For years, we have been told what we are against — against the left, against wokeism, against decline. But opposition alone does not define a movement, and it certainly does not define a moral vision.

We are not here to cling to the past or wallow in grievance. We are not the movement of rage. We are the movement of reason and hope.

The media, as usual, are eager to supply their own answer. The New York Times recently suggested that Nick Fuentes represents the “future” of conservatism. That’s nonsense — a distortion of both truth and tradition. Fuentes and those like him do not represent American conservatism. They represent its counterfeit.

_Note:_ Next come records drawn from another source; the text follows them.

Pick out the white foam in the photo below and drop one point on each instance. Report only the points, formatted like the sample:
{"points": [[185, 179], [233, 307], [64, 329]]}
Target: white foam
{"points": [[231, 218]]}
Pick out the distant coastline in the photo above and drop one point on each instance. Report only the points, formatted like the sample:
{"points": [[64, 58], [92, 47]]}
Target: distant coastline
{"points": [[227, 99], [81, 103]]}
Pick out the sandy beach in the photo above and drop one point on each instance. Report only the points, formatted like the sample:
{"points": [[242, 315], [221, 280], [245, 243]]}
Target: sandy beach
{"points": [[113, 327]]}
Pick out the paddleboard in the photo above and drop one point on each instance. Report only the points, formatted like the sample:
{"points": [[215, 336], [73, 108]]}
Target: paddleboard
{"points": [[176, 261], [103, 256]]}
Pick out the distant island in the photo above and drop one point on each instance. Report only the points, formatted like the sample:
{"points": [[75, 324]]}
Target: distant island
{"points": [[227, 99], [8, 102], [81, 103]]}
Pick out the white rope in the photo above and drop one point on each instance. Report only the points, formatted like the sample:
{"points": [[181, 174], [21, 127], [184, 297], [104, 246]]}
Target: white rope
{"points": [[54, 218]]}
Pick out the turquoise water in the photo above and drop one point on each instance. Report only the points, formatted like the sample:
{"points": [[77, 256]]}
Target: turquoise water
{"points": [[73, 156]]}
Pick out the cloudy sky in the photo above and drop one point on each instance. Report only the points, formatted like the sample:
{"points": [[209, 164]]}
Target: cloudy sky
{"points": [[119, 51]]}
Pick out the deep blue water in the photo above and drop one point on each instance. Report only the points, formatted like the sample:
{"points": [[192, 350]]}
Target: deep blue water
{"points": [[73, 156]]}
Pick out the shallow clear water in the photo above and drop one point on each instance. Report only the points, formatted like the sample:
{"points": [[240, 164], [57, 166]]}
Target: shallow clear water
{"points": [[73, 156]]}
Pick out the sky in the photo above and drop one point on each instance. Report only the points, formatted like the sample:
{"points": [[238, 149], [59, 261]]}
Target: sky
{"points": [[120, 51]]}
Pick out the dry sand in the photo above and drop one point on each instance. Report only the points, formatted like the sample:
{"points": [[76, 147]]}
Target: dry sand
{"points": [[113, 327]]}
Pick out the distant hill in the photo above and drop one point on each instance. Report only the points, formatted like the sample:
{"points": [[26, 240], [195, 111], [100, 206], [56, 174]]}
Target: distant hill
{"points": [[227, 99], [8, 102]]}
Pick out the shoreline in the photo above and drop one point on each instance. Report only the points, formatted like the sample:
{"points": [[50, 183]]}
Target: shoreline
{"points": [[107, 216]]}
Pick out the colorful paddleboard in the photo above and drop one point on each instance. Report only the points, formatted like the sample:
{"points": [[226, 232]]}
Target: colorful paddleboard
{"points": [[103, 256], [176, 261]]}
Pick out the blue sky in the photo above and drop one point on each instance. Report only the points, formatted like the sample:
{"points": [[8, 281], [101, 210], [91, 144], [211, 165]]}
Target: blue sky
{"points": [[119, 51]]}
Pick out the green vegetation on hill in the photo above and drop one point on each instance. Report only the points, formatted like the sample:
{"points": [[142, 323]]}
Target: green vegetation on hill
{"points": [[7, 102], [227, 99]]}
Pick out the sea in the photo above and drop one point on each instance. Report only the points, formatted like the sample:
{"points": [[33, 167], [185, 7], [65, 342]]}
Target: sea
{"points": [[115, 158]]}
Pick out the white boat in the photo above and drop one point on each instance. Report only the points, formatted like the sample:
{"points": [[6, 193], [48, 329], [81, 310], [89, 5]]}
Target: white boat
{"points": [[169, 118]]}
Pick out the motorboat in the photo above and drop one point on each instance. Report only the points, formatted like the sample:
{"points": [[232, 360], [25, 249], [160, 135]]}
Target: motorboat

Real conservatism is not rage. It is reverence. It does not treat the past as a museum, but as a teacher. America’s founders asked us to preserve their principles and improve upon their practice. That means understanding what we are conserving — a living covenant, not a relic.

Conservatism as stewardship

In 2025, conservatism means stewardship — of a nation, a culture, and a moral inheritance too precious to abandon. To conserve is not to freeze history. It is to stand guard over what is essential. We are custodians of an experiment in liberty that rests on the belief that rights come not from kings or Congress, but from the Creator.

That belief built this country. It will be what saves it. The Constitution is a covenant between generations. Conservatism is the duty to keep that covenant alive — to preserve what works, correct what fails, and pass on both wisdom and freedom to those who come next.

Economics, culture, and morality are inseparable. Debt is not only fiscal; it is moral. Spending what belongs to the unborn is theft. Dependence is not compassion; it is weakness parading as virtue. A society that trades responsibility for comfort teaches citizens how to live as slaves.

Freedom without virtue is not freedom; it is chaos. A culture that mocks faith cannot defend liberty, and a nation that rejects truth cannot sustain justice. Conservatism must again become the moral compass of a disoriented people, reminding America that liberty survives only when anchored to virtue.

Rebuilding what is broken

We cannot define ourselves by what we oppose. We must build families, communities, and institutions that endure. Government is broken because education is broken, and education is broken because we abandoned the formation of the mind and the soul. The work ahead is competence, not cynicism.

Conservatives should embrace innovation and technology while rejecting the chaos of Silicon Valley. Progress must not come at the expense of principle. Technology must strengthen people, not replace them. Artificial intelligence should remain a servant, never a master. The true strength of a nation is not measured by data or bureaucracy, but by the quiet webs of family, faith, and service that hold communities together. When Washington falters — and it will — those neighborhoods must stand.

Eric Lee / Stringer | Getty Images

This is the real work of conservatism: to conserve what is good and true and to reform what has decayed. It is not about slogans; it is about stewardship — the patient labor of building a civilization that remembers what it stands for.

A creed for the rising generation

We are not here to cling to the past or wallow in grievance. We are not the movement of rage. We are the movement of reason and hope.

For the rising generation, conservatism cannot be nostalgia. It must be more than a memory of 9/11 or admiration for a Reagan era they never lived through. Many young Americans did not experience those moments — and they should not have to in order to grasp the lessons they taught and the truths they embodied. The next chapter is not about preserving relics but renewing purpose. It must speak to conviction, not cynicism; to moral clarity, not despair.

Young people are searching for meaning in a culture that mocks truth and empties life of purpose. Conservatism should be the moral compass that reminds them freedom is responsibility and that faith, family, and moral courage remain the surest rebellions against hopelessness.

To be a conservative in 2025 is to defend the enduring principles of American liberty while stewarding the culture, the economy, and the spirit of a free people. It is to stand for truth when truth is unfashionable and to guard moral order when the world celebrates chaos.

We are not merely holding the torch. We are relighting it.